Horta acknowledged he could not completely rule out the possibility mothers who breastfed helped their babies’ development in other ways. 'Some people say it is not the effect of breastfeeding but it is the mothers who breastfeed who are different in their motivation or their ability to stimulate the kids,' he told the Guardian.
But, he said, there is evidence from other studies of the nutritional value of mother’s milk, rich in long-chain polyunsaturated fatty acids that are essential for brain growth. Some studies have suggested babies with a particular genotype are more likely to get the IQ benefit from breastfeeding than others. Horta and colleagues are now looking to see whether that applies in their cohort.
Exclusive breastfeeding for the first six months is recommended by the World Health Organisation. Horta said babies who had been breastfed for six months got most of the benefits enjoyed by those who were fed for longer. 'Mothers should breastfeed for as long as possible,' he said, but he recognised that extended breastfeeding is not always easy for women. Less than a quarter of new mothers in the UK are still exclusively breastfeeding by the time the baby is six weeks old.

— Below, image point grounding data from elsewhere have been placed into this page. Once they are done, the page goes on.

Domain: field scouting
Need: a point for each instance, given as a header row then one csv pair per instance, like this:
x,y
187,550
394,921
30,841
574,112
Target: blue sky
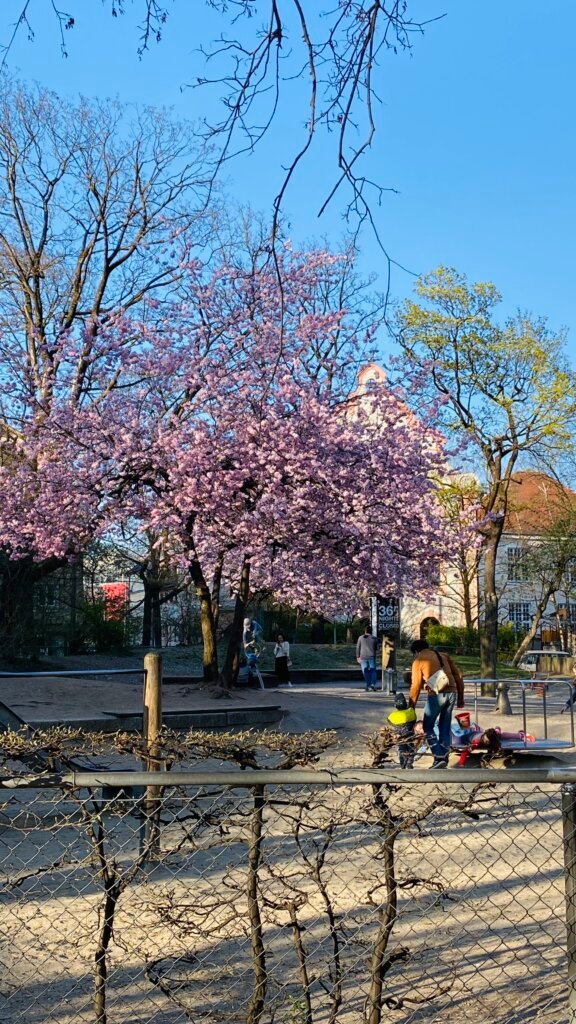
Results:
x,y
476,132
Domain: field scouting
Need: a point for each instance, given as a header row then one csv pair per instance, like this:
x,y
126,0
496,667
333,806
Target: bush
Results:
x,y
96,632
459,640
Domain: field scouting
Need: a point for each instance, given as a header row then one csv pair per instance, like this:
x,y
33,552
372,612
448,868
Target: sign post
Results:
x,y
384,620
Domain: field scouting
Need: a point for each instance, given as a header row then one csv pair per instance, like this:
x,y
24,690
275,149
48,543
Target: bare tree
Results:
x,y
96,200
505,391
263,46
97,203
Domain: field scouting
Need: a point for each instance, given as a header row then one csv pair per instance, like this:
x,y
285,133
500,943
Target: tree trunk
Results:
x,y
232,663
156,619
147,615
257,998
317,631
489,638
207,626
466,581
216,584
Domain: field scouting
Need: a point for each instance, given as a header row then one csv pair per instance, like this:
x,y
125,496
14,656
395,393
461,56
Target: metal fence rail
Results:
x,y
295,897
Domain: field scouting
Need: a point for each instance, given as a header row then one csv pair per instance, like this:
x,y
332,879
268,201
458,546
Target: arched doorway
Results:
x,y
425,625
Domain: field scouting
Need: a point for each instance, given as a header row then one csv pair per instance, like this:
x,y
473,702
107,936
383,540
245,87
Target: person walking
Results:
x,y
366,657
282,660
443,682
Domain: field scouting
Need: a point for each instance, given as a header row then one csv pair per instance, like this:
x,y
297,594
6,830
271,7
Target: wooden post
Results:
x,y
569,829
152,724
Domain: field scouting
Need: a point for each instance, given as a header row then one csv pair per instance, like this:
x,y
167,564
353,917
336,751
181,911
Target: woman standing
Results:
x,y
282,660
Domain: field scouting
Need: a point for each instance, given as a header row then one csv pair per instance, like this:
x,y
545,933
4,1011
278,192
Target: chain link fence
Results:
x,y
288,898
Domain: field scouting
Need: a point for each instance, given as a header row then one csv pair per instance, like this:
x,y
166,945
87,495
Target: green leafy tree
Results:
x,y
504,391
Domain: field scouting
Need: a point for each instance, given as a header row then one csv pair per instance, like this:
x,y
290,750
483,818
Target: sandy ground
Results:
x,y
481,906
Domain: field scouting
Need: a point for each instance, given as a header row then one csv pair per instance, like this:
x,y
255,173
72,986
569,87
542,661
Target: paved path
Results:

Dr Colin Michie, chair of the Royal College of Paediatrics and Child Health’s nutrition committee, said: “It’s widely known that breastfed babies are better protected against chest and ear infections, are at less risk of sudden infant death and are less likely to become obese, but it’s interesting to see the benefits of breastfeeding for a prolonged period of time not only benefit the baby in the early years, but also translate into increased intelligence and improved earning ability later in life.
'It is important to note that breastfeeding is one of many factors that can contribute to a child’s outcomes, however, this study emphasises the need for continued and enhanced breastfeeding promotion so expectant mothers are aware of the benefits of breastfeeding. Furthermore, once mothers have given birth, we must ensure they are properly supported to continue breastfeeding for as long as they are able to.'"
"In 2005, estimates for initiating breastfeeding and continuing to 6 months of age in the United States were 72.9% and 39.1%, respectively (Centers for Disease Control and Prevention [CDC], 2007). Twenty-one states achieved the first Healthy People 2010 objective of 75% of mothers initiating breastfeeding (CDC, 2007). Several states, especially Southern states (Alabama, Arkansas, Mississippi, South Carolina, and West Virginia) have low breastfeeding initiation rates, ranging from 48% to 59%. Racial and ethnic disparities also exist in breastfeeding initiation rates. In 2005, the rate of ever breastfeeding was 79.0% among Hispanics, 74.1% among non-Hispanic Whites, and 55.4% among non-Hispanic Blacks (CDC, 2007).Using four years of data from Arkansas, we found that 37.7% of women chose not to initiate breastfeeding. Addressing our first research question, reasons women provide for not initiating breastfeeding, we found that the most frequent reasons women identified were individual reasons, such as not wanting to be tied down, not liking breastfeeding, being embarrassed, and wanting the body back to oneself. The next most frequent reason was household responsibilities, such as having other children to care for, followed by circumstances such as going back to work or school. These findings are consistent with those of previous studies (Ahluwalia et al., 2005; Guttman & Zimmerman, 2000).
Jessica Valenti and her movement need to be cited these studies to show them how much damage they are doing doing by teaching women to be selfish in their responsibilities when they demand fathers to be responsible first, before having access to their flesh and blood. This is a another prime example of moral hypocrisy and double standards from the feminists.